We have also been making progress on the second interface, as of yet without a title, that uses sensors that record physiological responses like heart rate, brainwaves and perspiration. The data will be used to estimate what the musicians feel during the performance. Using a subset of the eight emotions: happy, sad, tender, calm, excited, scared, angry and annoyed these emotions will be visualised through animated drawings. The findings of the online research survey on this site will directly influence the performance as it helps me to choose which graphics are best at expressing these eight emotions. The survey has so far been completed by 27 participants, but more participants are needed so please participate by clicking the participate button at the top of the screen.

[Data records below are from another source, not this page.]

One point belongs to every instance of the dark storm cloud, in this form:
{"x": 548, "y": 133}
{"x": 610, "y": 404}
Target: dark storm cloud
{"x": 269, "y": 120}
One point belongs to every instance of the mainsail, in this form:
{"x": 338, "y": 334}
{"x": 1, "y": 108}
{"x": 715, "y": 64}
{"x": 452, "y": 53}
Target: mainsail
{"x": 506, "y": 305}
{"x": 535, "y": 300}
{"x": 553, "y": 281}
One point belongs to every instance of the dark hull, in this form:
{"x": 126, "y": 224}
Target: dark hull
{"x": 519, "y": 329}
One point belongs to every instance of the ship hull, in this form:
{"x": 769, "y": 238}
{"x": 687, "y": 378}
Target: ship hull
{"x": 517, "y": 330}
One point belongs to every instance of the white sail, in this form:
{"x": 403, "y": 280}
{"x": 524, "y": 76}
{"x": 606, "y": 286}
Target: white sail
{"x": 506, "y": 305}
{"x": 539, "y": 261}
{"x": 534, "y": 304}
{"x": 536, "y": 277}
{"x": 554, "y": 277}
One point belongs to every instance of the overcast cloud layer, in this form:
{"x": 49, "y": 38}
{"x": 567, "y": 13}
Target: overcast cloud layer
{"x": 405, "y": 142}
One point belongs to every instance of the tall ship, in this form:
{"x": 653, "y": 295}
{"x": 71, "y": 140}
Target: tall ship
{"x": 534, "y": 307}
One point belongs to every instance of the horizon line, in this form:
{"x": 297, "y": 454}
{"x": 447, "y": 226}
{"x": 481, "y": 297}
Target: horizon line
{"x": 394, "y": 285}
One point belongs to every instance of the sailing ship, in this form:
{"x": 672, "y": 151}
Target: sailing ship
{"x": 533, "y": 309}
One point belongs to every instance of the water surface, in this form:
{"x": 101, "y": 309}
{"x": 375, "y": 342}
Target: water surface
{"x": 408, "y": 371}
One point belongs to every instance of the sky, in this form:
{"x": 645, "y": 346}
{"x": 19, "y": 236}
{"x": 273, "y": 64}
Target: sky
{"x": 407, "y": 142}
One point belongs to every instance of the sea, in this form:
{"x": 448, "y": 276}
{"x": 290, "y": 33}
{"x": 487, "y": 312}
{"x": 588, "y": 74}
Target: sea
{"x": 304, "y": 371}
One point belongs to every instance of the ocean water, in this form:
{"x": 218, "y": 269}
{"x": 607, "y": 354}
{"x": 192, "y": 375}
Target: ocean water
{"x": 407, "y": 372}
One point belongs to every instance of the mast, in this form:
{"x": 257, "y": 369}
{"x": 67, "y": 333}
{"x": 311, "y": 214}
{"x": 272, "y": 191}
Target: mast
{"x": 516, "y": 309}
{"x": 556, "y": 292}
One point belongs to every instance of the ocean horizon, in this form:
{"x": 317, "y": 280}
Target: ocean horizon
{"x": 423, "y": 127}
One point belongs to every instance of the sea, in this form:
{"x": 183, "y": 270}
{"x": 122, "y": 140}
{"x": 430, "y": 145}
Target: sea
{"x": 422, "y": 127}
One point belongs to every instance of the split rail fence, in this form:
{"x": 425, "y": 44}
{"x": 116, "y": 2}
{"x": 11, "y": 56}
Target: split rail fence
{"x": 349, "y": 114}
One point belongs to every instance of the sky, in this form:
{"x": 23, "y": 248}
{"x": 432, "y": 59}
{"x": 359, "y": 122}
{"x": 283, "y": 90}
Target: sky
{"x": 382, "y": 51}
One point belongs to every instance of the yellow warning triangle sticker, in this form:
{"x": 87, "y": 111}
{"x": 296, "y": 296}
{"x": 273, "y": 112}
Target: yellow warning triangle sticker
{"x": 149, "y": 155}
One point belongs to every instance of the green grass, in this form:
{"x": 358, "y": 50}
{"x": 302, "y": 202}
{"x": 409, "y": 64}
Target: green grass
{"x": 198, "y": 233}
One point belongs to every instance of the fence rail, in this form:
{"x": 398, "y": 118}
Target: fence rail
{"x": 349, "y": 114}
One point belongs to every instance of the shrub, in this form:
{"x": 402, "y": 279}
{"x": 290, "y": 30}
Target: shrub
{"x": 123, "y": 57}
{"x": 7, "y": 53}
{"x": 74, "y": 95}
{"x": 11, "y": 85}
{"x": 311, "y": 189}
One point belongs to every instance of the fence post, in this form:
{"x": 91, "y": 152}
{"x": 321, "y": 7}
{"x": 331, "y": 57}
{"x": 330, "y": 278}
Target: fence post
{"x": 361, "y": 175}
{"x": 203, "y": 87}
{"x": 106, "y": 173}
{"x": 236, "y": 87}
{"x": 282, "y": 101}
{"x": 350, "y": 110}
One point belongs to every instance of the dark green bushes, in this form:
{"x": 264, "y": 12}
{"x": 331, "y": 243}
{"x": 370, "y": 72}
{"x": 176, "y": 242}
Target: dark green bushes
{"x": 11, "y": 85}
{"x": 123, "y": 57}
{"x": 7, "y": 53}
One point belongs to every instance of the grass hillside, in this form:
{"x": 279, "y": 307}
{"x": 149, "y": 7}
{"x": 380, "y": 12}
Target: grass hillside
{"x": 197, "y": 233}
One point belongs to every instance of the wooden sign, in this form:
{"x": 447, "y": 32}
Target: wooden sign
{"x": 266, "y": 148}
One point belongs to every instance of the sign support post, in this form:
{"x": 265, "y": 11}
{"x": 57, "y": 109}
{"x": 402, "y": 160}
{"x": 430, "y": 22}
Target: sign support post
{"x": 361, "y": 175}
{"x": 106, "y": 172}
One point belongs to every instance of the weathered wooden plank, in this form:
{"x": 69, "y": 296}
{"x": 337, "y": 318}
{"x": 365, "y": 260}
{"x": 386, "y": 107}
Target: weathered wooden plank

Tuomas Eerola helped me make the very interesting graph below, which shows how similar the abstract 32 drawings in the survey are thought to be in terms of what they express emotionally, according to the 27 participants who so far participated. Using the survey results he was able to compute and plot the distances between the images using the eight emotions. The result is a two-dimensional projection of the similarity of the images in terms of emotions, in a familiar affective space using valence and arousal (Russell, 1980). The drawings overlap slightly where they are though to be more similar and when an image is bigger this reflects how clearly it was able to express the main emotion. Naturally an image like this poses many questions. Can we really make science of art in this way, i.e.: is it meaningful? I would say it is certainly quite useful to see if the message intended is also received even if it not always the aim of an artist to be clear about the meaning. Sometimes the aim is to be ambiguous and intrigue rather than to express something in a clear manner but it is certainly also interesting to see that abstract images can also be quite clear. I also wonder how this graph will change when more people take the survey. Do help us find out by taking the survey , if you have not already done so!

file Image by Tuomas Eerola and Adinda van 't Klooster

References

Russell, J.A. (1980), A Circumplex Model of Affect, Journal of Personality and Social Psychology, 39, p.1161-1178.